Abstract.    Threshold autoregressive (AR) and autoregressive moving average (ARMA) processes with continuous time parameter have been discussed in several recent papers by Brockwell et al.(1991, Statist. Sinica, 1, 401-410), Tong and Yeung (1991, Statist. Sinica, 1, 411-430), Brockwell and Hyndman (1992, International Journal Forecasting, 8, 157-173) and Brockwell (1994, J. Statist. Plann. Inference, 39, 291-304). A threshold ARMA process with boundary width 2delta > 0 is easy to define in terms of the unique strong solution of a stochastic differential equation whose coefficients are piecewise linear and Lipschitz. The positive boundary-width is a convenient mathematical device to smooth out the coefficient changes at the boundary and hence to ensure the existence and uniqueness of the strong solution of the stochastic differential equation from which the process is derived.

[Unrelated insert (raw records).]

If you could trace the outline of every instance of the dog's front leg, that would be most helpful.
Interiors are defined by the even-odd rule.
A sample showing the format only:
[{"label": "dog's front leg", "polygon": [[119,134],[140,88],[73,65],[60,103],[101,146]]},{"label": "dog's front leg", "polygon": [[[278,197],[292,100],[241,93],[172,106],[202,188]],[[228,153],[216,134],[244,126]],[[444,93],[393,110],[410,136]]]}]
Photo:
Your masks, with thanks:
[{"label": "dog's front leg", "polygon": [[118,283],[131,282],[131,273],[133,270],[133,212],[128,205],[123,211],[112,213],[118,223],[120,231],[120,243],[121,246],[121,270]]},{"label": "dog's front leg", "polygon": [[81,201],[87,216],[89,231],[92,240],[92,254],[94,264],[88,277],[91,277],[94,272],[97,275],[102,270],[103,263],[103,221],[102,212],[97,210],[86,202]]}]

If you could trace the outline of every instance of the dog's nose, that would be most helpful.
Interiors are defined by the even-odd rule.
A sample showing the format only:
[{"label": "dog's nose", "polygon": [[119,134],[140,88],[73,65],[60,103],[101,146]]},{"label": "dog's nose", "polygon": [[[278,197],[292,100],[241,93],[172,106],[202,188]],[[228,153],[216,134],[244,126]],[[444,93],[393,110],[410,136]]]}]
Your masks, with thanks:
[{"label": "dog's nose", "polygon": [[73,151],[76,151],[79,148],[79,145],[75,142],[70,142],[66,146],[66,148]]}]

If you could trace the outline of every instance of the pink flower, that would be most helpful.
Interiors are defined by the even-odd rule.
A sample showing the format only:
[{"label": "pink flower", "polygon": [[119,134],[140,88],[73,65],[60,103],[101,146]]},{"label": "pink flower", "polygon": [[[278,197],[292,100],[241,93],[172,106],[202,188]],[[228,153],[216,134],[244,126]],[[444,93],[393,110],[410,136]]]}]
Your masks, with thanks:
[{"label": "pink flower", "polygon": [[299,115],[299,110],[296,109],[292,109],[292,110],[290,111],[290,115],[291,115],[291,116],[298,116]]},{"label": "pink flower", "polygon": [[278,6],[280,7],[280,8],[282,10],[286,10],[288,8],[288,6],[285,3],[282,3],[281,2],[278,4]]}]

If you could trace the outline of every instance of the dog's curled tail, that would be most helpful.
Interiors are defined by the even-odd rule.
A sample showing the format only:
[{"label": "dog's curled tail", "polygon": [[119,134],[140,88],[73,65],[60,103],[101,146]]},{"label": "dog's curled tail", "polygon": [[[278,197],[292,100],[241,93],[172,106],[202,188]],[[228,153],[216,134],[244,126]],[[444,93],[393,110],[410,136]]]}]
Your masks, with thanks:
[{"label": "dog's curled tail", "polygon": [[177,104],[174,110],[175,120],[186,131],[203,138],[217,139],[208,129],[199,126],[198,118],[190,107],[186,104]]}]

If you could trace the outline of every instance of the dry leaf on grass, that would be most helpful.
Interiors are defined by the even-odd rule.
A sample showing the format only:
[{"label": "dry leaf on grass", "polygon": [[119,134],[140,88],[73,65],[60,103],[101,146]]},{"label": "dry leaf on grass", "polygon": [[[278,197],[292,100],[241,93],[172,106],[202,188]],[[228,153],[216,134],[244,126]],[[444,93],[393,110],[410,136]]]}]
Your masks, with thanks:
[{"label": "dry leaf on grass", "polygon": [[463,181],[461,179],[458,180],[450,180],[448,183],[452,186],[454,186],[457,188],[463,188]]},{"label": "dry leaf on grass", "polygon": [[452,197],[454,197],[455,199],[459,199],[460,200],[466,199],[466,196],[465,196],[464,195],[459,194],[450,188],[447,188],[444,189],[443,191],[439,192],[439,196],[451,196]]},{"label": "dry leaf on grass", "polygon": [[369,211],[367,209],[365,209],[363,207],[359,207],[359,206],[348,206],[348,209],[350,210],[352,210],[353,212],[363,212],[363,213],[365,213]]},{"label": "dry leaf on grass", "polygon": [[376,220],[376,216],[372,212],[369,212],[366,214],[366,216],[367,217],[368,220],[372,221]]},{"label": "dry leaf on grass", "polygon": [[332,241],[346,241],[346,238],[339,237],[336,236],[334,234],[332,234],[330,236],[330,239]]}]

In this paper we give a direct definition of a threshold ARMA processes with delta = 0 in the important case when only the autoregressive coefficients change with the level of the process. (This of course includes all threshold AR processes with constant scale parameter.) The idea is to express the distributions of the process in terms of the weak solution of a certain stochastic differential equation. It is shown that the joint distributions of this solution with delta = 0 are the weak limits as delta \downarrow 0 of the distributions of the solution with delta > 0. The sense in which the approximating sequence of processes used by Brockwell and Hyndman (1992, International Journal Forecasting, 8, 157-173) converges to this weak solution is also investigated. Some numerical examples illustrate the value of the latter approximation in comparison with the more direct representation of the process obtained from the Cameron-Martin-Girsanov formula. It is used in particular to fit continuous-time threshold models to the sunspot and Canadian lynx series.

Key words and phrases:    Non-linear time series, continuous-time ARMA process, threshold model, stochastic differential equation, approximation of diffusion processes.